Hi, I'm using 3.2.1. In my other post just tried to reference that the issue has also been seen since version 3.2.0.

Thank you for the command after executing I see the GUI with the disk stopped.

Well, I'm not sure if something else is going on with the Cluster, I detached the iSCSI disk after having completely stopped the Disk.

I configured the new IP address for the iSCSI Disk and then hit start and the disk is now in the "Starting stage".

It is 10 minutes now and the state is the same.

The only logs that I'm seeing after hitting start on the disk are the following:

22/08/2023 06:25:22 INFO GlusterFS mount attempt

23/08/2023 06:25:25 INFO GlusterFS mount attempt

do you see errors in log files on any of your nodes ?

I executed the command "consul kv delete -recurse PetaSAN/Disks/00019" once again to stop the iSCSI disk and after that, I noted the following messages in the Petsan logs.

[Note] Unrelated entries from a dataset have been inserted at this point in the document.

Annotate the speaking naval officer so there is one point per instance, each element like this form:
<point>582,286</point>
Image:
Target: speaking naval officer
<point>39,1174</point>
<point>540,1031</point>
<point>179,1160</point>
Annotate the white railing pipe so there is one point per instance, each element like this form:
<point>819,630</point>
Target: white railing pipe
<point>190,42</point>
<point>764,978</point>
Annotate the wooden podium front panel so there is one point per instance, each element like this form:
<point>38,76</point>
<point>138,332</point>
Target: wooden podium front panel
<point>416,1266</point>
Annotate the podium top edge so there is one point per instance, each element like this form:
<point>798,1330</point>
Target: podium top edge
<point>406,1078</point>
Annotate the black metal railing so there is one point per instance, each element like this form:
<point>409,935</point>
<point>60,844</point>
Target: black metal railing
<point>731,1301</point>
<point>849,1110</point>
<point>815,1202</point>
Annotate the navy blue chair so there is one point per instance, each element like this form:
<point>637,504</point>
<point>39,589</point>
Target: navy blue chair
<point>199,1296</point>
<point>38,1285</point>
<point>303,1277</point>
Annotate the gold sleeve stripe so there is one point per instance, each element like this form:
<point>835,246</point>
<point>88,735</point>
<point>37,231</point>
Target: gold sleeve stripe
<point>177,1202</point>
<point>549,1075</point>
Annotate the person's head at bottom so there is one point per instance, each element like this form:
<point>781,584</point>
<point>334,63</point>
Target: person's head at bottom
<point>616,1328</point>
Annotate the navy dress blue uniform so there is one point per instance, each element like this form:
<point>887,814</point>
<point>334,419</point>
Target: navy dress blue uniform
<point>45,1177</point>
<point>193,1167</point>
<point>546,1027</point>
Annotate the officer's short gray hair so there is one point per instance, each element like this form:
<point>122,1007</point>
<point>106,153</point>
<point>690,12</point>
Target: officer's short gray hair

I then tried to start the iSCSI disk but the same behavior, the disk remained in the "starting" state

23/08/2023 20:10:59 INFO Call "get assignments stats" function.
23/08/2023 20:11:06 ERROR ConsulAPI error in "is_path_locked", could not check if path "00019" is locked.
23/08/2023 20:11:06 ERROR 'NoneType' object is not iterable
Traceback (most recent call last):
File "/usr/lib/python3/dist-packages/PetaSAN/core/consul/api.py", line 670, in is_path_locked
for i in data:
TypeError: 'NoneType' object is not iterable
23/08/2023 20:11:09 INFO Call "get assignments stats" function.
23/08/2023 20:11:20 INFO Call "get assignments stats" function.
23/08/2023 20:11:30 INFO Call "get assignments stats" function.
23/08/2023 20:11:40 INFO Call "get assignments stats" function.
23/08/2023 20:11:50 INFO Call "get assignments stats" function.
23/08/2023 20:11:55 ERROR ConsulAPI error in "is_path_locked", could not check if path "00019" is locked.
23/08/2023 20:11:55 ERROR 'NoneType' object is not iterable
Traceback (most recent call last):
File "/usr/lib/python3/dist-packages/PetaSAN/core/consul/api.py", line 670, in is_path_locked
for i in data:
TypeError: 'NoneType' object is not iterable
23/08/2023 20:12:00 INFO Call "get assignments stats" function.
23/08/2023 20:12:10 INFO Call "get assignments stats" function.
23/08/2023 20:12:20 INFO Call "get assignments stats" function.
23/08/2023 20:12:30 INFO Call "get assignments stats" function.
23/08/2023 20:12:40 INFO Call "get assignments stats" function.
23/08/2023 20:12:49 ERROR ConsulAPI error in "is_path_locked", could not check if path "00019" is locked.
23/08/2023 20:12:49 ERROR 'NoneType' object is not iterable
Traceback (most recent call last):
File "/usr/lib/python3/dist-packages/PetaSAN/core/consul/api.py", line 670, in is_path_locked
for i in data:
TypeError: 'NoneType' object is not iterable
23/08/2023 20:12:50 INFO Call "get assignments stats" function.
23/08/2023 20:13:01 INFO Call "get assignments stats" function.
23/08/2023 20:13:11 INFO Call "get assignments stats" function.
23/08/2023 20:13:21 INFO Call "get assignments stats" function.
23/08/2023 20:13:31 INFO Call "get assignments stats" function.
23/08/2023 20:13:34 ERROR ConsulAPI error in "is_path_locked", could not check if path "00019" is locked.
23/08/2023 20:13:34 ERROR 'NoneType' object is not iterable
Traceback (most recent call last):
File "/usr/lib/python3/dist-packages/PetaSAN/core/consul/api.py", line 670, in is_path_locked
for i in data:
TypeError: 'NoneType' object is not iterable
23/08/2023 20:13:41 INFO Call "get assignments stats" function.
23/08/2023 20:13:51 INFO Call "get assignments stats" function.
23/08/2023 20:13:55 INFO Successfully created key 00019 for new disk.
23/08/2023 20:13:55 INFO Successfully created key /00019/1 for new disk.
23/08/2023 20:13:55 INFO Successfully created key /00019/2 for new disk.
23/08/2023 20:14:01 INFO Call "get assignments stats" function.

 

just wondering if after upgrade from 3.2.0 to 3.2.1, did you reboot the hosts to apply new kernel ?

Yes, I did it.

This is what I see for the kernel in each node.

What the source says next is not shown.